Kellerbier, Zwickelbier, Zoigl

Pronunciation guide for English-speakers:
"Tzoy-gel-beer" ("oy" as in "boy" and "gel" as in the last syllable of "bagel")

Zoiglbier is essentially an effervescent form of a Bavarian Kellerbier (see there), but brewed from more highly kilned malt, which gives the beer a slightly darker, deep amber, color. It is also less hop-accented. Its alcohol content by volume is usually below 5%. The name Zoiglbier stems from "Zoigl," the Franconian vernacular for "sign." In Franconian home brewing, a Zoigl was a six-pointed blue-white star, shaped from two triangles similar to a Star of David. The star was made from wooden slats. In the center was a cutout of a beer mug or a pine branch. In the feudal system of the 13th and 14th centuries, every Bavarian home- and landowner in the region north of the River Danube also automatically owned the right to brew beer, and these medieval burghers and farmers used to hang the Zoigl in front of their doors wheneverthey had homebrew ready to drink.

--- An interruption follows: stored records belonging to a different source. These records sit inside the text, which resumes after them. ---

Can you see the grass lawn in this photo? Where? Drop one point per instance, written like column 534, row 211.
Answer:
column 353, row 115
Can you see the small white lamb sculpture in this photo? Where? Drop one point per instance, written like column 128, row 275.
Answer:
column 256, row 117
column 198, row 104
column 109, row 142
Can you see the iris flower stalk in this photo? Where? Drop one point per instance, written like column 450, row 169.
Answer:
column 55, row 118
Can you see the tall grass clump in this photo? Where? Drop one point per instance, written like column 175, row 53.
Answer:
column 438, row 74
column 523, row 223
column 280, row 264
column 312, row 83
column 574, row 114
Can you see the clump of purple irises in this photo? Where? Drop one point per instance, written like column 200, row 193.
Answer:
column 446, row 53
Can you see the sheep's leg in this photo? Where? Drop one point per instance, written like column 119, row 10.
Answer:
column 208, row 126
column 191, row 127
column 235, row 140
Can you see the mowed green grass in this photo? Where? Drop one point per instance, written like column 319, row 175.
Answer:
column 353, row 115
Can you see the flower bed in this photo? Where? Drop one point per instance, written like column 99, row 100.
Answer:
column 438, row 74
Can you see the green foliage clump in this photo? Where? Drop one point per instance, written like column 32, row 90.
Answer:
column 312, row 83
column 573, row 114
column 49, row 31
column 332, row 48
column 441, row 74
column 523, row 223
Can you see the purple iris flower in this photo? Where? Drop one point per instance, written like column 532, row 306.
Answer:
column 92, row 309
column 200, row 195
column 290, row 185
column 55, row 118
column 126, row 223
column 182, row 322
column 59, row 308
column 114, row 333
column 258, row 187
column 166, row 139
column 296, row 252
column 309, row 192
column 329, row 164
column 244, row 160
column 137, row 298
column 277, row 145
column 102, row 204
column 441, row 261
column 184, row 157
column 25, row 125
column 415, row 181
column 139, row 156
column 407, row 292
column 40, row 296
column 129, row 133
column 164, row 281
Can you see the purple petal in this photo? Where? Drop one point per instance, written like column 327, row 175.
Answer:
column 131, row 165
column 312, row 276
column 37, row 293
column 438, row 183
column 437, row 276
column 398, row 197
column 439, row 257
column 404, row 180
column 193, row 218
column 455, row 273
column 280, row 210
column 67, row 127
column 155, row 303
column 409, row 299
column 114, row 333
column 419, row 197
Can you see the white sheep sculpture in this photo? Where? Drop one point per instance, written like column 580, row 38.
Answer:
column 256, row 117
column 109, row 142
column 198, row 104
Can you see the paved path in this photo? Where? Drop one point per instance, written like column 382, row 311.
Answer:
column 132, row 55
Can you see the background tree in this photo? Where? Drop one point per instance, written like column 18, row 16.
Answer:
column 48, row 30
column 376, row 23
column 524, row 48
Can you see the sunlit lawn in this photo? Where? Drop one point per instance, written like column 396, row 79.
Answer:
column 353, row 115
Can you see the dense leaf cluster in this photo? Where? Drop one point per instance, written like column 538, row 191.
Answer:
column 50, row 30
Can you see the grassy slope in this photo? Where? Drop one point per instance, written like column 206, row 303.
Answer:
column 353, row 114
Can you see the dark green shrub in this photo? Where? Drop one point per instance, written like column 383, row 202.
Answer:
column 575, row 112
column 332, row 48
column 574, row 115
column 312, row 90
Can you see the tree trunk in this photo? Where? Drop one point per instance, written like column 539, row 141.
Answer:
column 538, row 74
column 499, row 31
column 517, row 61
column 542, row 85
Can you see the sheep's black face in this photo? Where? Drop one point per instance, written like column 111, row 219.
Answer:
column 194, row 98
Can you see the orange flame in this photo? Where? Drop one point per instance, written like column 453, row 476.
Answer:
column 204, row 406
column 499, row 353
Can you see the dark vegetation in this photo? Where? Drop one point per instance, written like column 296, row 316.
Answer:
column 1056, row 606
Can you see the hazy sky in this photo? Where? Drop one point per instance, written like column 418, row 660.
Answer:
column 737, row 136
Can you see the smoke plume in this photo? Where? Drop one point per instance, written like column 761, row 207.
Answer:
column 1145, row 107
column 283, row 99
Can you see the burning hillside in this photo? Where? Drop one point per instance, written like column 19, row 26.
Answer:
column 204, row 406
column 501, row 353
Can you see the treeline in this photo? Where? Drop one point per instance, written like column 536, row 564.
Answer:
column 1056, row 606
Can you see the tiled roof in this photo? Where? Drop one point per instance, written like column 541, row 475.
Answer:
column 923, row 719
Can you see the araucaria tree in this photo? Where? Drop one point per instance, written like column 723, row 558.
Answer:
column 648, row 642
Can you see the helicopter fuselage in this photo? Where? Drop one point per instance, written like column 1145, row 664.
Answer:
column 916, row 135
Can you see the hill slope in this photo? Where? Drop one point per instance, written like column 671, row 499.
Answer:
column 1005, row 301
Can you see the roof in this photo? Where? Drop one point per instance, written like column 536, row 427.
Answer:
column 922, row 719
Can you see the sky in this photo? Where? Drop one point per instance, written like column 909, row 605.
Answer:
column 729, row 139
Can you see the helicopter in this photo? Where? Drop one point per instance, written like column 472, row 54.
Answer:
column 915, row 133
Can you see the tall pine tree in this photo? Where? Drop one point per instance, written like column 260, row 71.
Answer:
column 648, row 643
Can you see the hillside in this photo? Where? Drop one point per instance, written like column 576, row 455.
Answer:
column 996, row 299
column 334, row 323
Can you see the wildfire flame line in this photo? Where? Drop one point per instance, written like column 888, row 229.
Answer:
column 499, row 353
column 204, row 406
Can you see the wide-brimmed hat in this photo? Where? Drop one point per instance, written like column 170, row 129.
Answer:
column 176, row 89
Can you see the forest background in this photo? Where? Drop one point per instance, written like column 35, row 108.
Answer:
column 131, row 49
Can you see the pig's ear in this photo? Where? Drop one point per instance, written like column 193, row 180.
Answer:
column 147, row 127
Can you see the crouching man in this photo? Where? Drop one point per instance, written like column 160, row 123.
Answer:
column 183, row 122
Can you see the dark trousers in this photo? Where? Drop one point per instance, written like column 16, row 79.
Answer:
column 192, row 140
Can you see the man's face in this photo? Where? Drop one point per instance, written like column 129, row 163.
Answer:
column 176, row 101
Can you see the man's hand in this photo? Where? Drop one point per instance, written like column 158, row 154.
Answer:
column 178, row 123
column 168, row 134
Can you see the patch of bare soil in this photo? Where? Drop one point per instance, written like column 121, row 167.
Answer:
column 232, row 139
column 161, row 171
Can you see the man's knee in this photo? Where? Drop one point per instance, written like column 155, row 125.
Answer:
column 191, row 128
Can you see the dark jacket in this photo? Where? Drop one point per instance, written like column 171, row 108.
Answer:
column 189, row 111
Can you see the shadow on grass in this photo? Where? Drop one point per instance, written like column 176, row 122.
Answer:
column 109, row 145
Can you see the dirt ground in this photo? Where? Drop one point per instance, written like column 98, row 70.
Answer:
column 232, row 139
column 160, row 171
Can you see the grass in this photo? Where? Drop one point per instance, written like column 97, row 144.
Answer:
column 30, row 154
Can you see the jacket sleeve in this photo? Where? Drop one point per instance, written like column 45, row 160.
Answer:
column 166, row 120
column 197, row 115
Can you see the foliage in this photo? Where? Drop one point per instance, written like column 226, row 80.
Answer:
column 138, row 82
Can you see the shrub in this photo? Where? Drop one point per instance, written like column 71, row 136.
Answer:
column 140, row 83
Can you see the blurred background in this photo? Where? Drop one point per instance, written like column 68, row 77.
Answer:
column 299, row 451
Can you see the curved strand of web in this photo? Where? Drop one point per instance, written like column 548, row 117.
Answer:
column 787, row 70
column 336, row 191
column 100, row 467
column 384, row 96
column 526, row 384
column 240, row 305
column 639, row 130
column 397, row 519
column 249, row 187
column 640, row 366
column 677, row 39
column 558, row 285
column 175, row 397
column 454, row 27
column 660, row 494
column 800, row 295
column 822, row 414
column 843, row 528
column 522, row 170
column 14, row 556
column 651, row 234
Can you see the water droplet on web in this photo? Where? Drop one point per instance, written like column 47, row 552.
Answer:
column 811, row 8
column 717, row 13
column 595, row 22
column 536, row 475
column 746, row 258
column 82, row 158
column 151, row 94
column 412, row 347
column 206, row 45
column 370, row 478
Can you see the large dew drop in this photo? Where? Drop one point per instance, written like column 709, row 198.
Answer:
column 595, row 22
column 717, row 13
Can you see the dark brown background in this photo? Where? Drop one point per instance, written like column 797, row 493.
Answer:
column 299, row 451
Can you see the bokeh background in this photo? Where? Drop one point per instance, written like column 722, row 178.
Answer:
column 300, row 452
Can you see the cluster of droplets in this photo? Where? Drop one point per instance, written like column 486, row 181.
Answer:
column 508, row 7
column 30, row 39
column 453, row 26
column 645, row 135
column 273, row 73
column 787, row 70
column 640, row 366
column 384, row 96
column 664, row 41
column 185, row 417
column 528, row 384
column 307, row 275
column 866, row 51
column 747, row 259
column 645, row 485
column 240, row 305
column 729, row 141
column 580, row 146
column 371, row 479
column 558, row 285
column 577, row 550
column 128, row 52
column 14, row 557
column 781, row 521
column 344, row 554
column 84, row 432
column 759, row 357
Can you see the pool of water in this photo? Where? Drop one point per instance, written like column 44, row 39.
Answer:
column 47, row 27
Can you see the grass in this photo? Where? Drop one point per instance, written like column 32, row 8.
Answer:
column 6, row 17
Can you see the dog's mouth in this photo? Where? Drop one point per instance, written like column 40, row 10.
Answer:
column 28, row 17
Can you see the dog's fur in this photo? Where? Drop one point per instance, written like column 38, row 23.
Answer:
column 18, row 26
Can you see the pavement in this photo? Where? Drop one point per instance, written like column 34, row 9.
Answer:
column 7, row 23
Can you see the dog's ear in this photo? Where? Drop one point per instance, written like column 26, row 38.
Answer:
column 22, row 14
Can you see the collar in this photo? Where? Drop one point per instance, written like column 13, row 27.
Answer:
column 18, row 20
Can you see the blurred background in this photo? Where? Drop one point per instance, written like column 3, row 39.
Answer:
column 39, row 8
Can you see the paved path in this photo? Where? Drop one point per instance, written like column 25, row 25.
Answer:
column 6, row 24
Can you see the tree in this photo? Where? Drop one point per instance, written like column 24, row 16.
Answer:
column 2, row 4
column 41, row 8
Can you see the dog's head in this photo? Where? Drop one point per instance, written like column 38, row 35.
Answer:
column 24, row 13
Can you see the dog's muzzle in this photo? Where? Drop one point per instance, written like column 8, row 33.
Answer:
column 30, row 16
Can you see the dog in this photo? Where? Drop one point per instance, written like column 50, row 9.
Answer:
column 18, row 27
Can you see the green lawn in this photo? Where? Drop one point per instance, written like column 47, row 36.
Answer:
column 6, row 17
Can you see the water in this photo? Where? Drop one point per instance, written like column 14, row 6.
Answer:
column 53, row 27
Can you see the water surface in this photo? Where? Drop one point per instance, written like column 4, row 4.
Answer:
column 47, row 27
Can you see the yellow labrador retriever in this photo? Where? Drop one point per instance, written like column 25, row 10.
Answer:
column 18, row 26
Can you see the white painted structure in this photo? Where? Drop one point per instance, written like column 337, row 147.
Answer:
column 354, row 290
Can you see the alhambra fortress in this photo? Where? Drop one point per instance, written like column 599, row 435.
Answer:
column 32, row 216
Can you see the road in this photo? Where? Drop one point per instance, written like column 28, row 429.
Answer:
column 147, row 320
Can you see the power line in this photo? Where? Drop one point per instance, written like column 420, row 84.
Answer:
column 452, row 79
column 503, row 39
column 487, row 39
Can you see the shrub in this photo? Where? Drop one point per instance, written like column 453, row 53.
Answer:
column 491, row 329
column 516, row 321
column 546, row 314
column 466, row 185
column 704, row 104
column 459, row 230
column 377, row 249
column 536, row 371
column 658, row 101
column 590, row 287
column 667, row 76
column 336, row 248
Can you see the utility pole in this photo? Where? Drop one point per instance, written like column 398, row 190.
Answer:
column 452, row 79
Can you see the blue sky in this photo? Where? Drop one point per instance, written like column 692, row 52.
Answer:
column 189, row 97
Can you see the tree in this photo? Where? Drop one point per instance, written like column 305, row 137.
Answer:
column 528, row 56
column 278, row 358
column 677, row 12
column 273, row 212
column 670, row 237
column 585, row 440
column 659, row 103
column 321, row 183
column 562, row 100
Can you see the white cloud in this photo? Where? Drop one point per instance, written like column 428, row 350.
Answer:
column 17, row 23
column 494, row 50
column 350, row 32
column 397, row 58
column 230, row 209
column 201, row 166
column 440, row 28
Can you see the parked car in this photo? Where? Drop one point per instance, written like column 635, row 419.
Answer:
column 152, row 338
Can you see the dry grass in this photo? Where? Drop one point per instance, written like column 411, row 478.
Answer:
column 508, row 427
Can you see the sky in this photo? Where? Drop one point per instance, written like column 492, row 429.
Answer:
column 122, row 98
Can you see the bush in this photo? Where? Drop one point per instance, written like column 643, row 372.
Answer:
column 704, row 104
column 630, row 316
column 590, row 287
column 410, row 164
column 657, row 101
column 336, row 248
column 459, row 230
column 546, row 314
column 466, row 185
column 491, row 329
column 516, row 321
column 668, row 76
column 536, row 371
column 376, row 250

The Zoigl was in invitation to their neighbors to come over and have a few. These early burgher-brewers often also made their Zoiglbier in communal brew houses...a natural precursor to the brew's communal consumption under the Zoigl.

One triangle of the Zoigl symbolized the three "elements" involved in brewing: fire, water and air; the other symbolized the three "ingredients" used in brewing: malt, hops and water. The function of yeast had not yet been discovered in the Middle Ages. Rather yeast was considered a byproduct of fermentation, known as "stuff" ("Zeug" in German) to be discarded.

Nowadays, Zoiglbier is brewed exclusively with noble hops from the Hallertau region of Bavaria (slightly north of the Danube). Like Kellerbier, Zoiglbier is unfiltered, unpasteurized, uncapped ("ungespundet"), and low in carbonation; but unlike Kellerbier, it is aged for only of few weeks, before it is served. It tends to have a shorter shelflife than Kellerbier and is generally not sold outside Bavaria. Several breweries nowadays package their Zoiglbier in bottles and kegs, in which case the beer tends to be slightly carbonated.